The research highlighted in the report shows that mangroves store four times as much carbon per hectare as tropical rain forests. Seagrass meadows store nearly 20 gigatons of carbon globally.according to Protection international, The carbon stored in coastal habitats is 10 times that of tropical forests.
This means that if marine ecosystems are restored and protected, they can absorb large amounts of atmospheric carbon. Report Say. According to the report, blue carbon sinks such as mangroves, seagrass, salt marshes and seaweed forests can capture up to 200 million tons of carbon dioxide each year.
“Our coastal ecosystem is the champion of removing carbon dioxide from the atmosphere and storing it in the soil,” said Patrick Meganigal, who studies how coastal swamps and forests respond to climate change at George Mason University, who is the signature of the letter. people.
Even marine wild animals like big whales capture and store carbon in their bodies during their lifetimes.
However, the report claims that these ecosystems and the organisms they support are threatened by rising water temperatures, acidification, overfishing and commercial shipping.
Based on the rate of ecosystem loss, it is estimated that seagrass releases nearly 300 million tons of carbon each year. This figure is even higher for coastal wetlands and mangroves.
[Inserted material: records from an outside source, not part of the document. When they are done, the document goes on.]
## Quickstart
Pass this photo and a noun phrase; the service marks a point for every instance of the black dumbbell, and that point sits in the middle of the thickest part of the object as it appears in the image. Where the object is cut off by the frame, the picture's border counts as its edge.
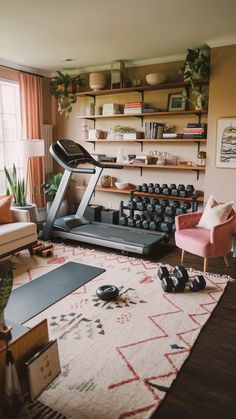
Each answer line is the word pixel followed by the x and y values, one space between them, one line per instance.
pixel 158 189
pixel 180 272
pixel 190 189
pixel 166 226
pixel 123 220
pixel 166 191
pixel 170 210
pixel 159 218
pixel 176 204
pixel 197 284
pixel 139 221
pixel 180 211
pixel 154 225
pixel 186 205
pixel 151 188
pixel 159 209
pixel 181 187
pixel 132 204
pixel 151 206
pixel 144 187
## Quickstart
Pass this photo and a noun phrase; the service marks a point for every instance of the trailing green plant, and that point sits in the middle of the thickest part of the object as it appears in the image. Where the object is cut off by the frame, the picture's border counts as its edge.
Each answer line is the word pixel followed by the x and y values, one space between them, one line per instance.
pixel 17 187
pixel 121 129
pixel 196 69
pixel 60 89
pixel 52 183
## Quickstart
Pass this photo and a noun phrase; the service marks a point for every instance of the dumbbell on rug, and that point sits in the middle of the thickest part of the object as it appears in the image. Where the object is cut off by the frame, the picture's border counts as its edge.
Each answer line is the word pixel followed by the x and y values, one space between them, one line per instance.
pixel 179 280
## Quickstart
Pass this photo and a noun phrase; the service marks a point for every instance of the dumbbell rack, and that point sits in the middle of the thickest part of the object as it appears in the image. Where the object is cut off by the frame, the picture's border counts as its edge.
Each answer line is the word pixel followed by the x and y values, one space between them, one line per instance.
pixel 129 220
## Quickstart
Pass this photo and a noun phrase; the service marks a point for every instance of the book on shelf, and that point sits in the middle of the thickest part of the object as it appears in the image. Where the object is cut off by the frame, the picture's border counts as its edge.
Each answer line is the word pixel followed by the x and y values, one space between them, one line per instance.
pixel 173 135
pixel 196 125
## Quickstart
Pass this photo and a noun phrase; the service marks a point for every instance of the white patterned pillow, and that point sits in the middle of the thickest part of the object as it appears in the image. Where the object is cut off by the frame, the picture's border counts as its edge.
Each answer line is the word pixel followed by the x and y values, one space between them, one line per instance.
pixel 214 213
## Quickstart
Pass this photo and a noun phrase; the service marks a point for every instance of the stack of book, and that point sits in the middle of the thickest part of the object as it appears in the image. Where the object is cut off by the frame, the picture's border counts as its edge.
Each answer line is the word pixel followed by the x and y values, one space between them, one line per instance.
pixel 195 130
pixel 111 109
pixel 134 108
pixel 153 130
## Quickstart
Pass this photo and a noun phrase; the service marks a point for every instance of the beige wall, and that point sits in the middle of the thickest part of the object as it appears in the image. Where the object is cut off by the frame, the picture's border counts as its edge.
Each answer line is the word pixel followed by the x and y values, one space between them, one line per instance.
pixel 222 103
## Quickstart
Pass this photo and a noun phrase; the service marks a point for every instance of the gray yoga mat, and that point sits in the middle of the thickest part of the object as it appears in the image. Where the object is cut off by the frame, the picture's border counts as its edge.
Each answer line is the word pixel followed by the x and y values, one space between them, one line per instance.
pixel 30 299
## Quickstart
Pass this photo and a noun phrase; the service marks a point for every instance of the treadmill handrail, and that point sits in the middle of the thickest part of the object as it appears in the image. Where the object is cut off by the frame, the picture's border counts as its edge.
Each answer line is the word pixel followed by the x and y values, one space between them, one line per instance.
pixel 67 165
pixel 69 162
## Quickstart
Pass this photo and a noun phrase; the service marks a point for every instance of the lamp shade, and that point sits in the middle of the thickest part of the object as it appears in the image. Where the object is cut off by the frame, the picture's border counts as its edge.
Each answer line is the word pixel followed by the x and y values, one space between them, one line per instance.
pixel 31 148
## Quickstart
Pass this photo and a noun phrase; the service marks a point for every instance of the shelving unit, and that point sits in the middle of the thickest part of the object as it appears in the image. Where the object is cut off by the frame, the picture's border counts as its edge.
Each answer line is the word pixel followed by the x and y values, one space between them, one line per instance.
pixel 146 116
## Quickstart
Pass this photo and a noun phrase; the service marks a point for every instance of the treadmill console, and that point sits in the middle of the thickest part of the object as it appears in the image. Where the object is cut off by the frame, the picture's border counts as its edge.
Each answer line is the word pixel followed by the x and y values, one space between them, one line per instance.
pixel 72 149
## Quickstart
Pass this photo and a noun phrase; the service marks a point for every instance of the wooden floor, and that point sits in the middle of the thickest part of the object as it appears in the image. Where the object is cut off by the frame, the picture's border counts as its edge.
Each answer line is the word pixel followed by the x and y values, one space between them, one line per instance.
pixel 206 385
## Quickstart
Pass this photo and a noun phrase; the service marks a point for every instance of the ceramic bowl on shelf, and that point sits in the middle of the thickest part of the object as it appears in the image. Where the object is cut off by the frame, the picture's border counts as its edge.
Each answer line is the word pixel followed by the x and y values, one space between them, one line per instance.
pixel 153 79
pixel 121 185
pixel 97 81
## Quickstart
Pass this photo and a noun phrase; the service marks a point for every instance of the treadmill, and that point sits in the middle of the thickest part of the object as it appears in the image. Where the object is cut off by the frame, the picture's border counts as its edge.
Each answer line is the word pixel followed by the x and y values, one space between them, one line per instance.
pixel 72 157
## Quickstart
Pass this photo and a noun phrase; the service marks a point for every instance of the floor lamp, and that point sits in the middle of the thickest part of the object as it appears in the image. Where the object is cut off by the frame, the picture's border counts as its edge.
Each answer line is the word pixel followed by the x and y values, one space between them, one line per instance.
pixel 28 151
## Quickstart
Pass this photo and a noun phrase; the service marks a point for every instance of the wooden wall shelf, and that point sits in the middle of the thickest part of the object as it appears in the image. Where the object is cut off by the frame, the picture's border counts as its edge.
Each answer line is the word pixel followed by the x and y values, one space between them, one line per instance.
pixel 133 191
pixel 141 115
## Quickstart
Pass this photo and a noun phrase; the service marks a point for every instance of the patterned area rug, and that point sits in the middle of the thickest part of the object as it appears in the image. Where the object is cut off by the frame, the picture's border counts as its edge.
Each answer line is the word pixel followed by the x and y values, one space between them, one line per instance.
pixel 118 358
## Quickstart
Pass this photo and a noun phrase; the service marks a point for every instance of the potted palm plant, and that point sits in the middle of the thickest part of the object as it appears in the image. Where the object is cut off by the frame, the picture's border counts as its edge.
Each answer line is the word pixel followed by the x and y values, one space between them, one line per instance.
pixel 63 88
pixel 195 70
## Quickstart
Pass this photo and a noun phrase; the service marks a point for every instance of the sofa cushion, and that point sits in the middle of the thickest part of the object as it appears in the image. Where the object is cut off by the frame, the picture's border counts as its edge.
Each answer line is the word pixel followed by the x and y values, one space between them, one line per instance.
pixel 15 231
pixel 5 212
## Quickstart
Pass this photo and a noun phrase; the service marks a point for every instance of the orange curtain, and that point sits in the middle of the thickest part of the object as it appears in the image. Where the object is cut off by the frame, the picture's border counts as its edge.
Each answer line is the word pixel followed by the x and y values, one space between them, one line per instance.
pixel 32 123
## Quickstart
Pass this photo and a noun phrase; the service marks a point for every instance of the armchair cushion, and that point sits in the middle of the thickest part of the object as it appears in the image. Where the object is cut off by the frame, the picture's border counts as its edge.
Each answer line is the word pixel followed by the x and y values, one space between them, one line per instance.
pixel 214 213
pixel 5 212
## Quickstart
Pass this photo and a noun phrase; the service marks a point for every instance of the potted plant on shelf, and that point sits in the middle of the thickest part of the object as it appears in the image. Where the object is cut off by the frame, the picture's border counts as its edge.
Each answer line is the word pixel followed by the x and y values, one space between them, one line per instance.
pixel 63 88
pixel 17 188
pixel 195 70
pixel 124 133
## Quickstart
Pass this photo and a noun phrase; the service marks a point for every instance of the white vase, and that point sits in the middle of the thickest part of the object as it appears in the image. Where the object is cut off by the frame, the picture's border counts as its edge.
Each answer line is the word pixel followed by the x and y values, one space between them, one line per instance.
pixel 120 156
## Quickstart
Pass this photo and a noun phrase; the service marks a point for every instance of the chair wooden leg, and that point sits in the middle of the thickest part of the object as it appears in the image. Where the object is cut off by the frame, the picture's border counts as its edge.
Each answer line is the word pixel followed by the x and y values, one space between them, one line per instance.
pixel 226 261
pixel 205 265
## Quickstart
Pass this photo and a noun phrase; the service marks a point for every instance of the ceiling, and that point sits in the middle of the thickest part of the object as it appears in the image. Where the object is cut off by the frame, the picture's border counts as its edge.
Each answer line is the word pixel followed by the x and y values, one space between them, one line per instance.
pixel 43 34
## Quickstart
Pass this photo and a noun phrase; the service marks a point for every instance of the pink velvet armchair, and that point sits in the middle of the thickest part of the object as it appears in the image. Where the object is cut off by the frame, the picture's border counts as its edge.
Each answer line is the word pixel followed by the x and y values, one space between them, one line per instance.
pixel 202 242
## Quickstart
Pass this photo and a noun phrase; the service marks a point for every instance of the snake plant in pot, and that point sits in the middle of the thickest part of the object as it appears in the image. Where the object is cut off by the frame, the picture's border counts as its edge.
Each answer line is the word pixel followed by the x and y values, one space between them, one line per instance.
pixel 195 70
pixel 17 188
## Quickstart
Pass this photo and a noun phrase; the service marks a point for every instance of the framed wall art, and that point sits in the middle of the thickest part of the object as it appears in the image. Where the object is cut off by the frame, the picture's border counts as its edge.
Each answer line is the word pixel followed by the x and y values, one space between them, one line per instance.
pixel 226 143
pixel 176 102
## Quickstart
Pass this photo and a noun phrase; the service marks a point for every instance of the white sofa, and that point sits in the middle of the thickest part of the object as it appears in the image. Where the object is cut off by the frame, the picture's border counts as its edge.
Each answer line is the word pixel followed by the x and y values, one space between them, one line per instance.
pixel 18 235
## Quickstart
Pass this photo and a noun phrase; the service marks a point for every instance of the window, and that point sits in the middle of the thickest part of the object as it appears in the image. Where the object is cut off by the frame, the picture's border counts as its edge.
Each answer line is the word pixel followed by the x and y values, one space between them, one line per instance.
pixel 10 126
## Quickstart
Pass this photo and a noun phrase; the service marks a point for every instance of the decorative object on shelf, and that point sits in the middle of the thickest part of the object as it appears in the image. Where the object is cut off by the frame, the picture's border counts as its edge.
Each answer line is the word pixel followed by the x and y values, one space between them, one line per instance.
pixel 121 185
pixel 153 79
pixel 195 69
pixel 226 143
pixel 176 102
pixel 106 181
pixel 121 132
pixel 120 156
pixel 90 110
pixel 201 158
pixel 117 74
pixel 60 89
pixel 84 131
pixel 95 134
pixel 137 81
pixel 97 81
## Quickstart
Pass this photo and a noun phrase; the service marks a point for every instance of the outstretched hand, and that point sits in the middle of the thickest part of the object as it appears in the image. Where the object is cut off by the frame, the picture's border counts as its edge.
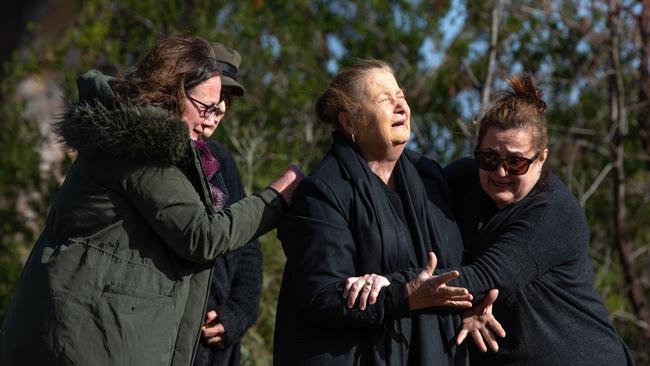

Although they account for less than 1% of tropical forest area, they account for 10% of all greenhouse gas emissions from deforestation. A study exist Natural Earth Science.
“Unconstrained human activities are turning these incredible carbon sinks into sources of greenhouse gas emissions,” climate activist and lead author of the Environmental Justice Foundation report, Isabella Schleimann, in an email Say.
She argued that they don’t have to.
“In an ambitious climate mitigation policy portfolio, blue carbon solutions can be a low-hanging fruit and address the triple emergency of climate crisis, biodiversity collapse and human rights,” she said.
This letter Urge leaders to set goals to protect and restore marine ecosystems as part of their commitment under the Paris Agreement. It also called for a moratorium on deep-sea mining and requested that marine protected areas be expanded to cover at least 30% of the world’s oceans by 2030. Currently, less than 8% of marine areas are protected.
Marine protected areas also lack effective protection resources and law enforcement powers. The report points out that the same applies to national and international ocean management and protection conventions.
Reports and letters point to one blueprint Aims to achieve a 30% target of marine protection.
Many of these measures help reduce carbon emissions and protect communities from the effects of climate change. Experts say, for example, blue carbon ecosystems can help protect the coast from rising sea levels and severe storms, or provide habitat for fisheries, while also acting as a carbon sink.
“The ocean has only recently played an important role in mitigating climate change,” Jane Lubchenco, a marine ecologist and consultant at the Biden Government’s Office of Science and Technology Policy, said before the April White House Climate Summit. “Science is indeed in the leading position now. It tells us that the ocean has an extraordinary opportunity to provide us with other ways to alleviate the climate, and these methods have not appeared on our radar screens before.”
The organizers of the report yesterday believe that ocean protection cannot replace active decarbonization.
“Policy makers tend to isolate environmental actions: protection policies and decarbonization policies are formulated separately, which is detrimental to both,” said lead author Shleyman. “What we need now is ambitious, comprehensive and joint action.”